Did they change "suitably aligned for any object type" to "suitably aligned for any object type with size less than or equal to what was requested" or something like in C23?

See https://news.ycombinator.com/item?id=44390258 .

The only requirement which seems reasonable to me, is that the address be unique. Since the allocation size is zero, it should never be accessed for read or write, but the address itself may need to be used for comparisons.

If you’re pointing to a zero sized data it shouldn’t matter what it’s pointing to. Even outside valid address space. Because you shouldn’t be reading or writing more than 0 bytes anyway.

> or allocating a few bytes that weren't asked for.

You are always allocating bytes you weren't asked for: the allocation metadata and some extra bytes to satisfy the alignment requirement. If you absolutely don't want to allocate memory, you probably shouldn't have called malloc() in the first place :)

You can copy from a zero sized pointer with memcpy, but not NULL.

That's about to change: https://www.open-std.org/jtc1/sc22/wg14/www/docs/n3322.pdf

The behavior of malloc(x) for any positive value x is to either return NULL (meaning that the system was unable to provide a new chunk of memory to use) OR to return a unique pointer to X bytes of data which the program can use.

By extension, if x == 0, doesn't it make sense for the system to either return NULL OR to return a pointer to 0 bytes of memory which the program can use?
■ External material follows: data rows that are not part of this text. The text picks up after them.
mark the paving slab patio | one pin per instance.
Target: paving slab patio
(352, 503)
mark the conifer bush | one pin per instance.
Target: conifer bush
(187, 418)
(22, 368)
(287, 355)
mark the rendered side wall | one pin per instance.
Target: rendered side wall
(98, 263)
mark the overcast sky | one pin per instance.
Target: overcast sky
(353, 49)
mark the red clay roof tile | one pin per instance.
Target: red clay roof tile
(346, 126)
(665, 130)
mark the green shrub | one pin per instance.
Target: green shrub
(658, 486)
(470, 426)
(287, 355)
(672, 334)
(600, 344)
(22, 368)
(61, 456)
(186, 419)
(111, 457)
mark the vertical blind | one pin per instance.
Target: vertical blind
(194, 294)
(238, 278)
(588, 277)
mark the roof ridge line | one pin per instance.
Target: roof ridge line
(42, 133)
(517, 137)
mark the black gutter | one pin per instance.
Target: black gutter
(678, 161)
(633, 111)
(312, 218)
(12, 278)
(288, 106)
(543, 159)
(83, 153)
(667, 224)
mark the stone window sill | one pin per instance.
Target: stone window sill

So the standard promises exactly that: to return either NULL or else a unique pointer where that the program has permission to use zero bytes starting at that pointer.

[deleted]

> Why should it be allowed to return a valid pointers anyways?

malloc(0) is allowed to return non-NULL because the standard decrees it.

One way of thinking is that all mallocated pointers must always be freed exactly once. Then you're portable.

would be interesting to see if there's a difference in how the 0-page is handled in systems under this condition...

I maintained a program which failed on, as I recall, AIX (mentioned in the essay) because malloc(0) returned NULL.

It's been 30 years so I've forgotten the details. My solution was to always allocate size+1 since memory use was far from critical.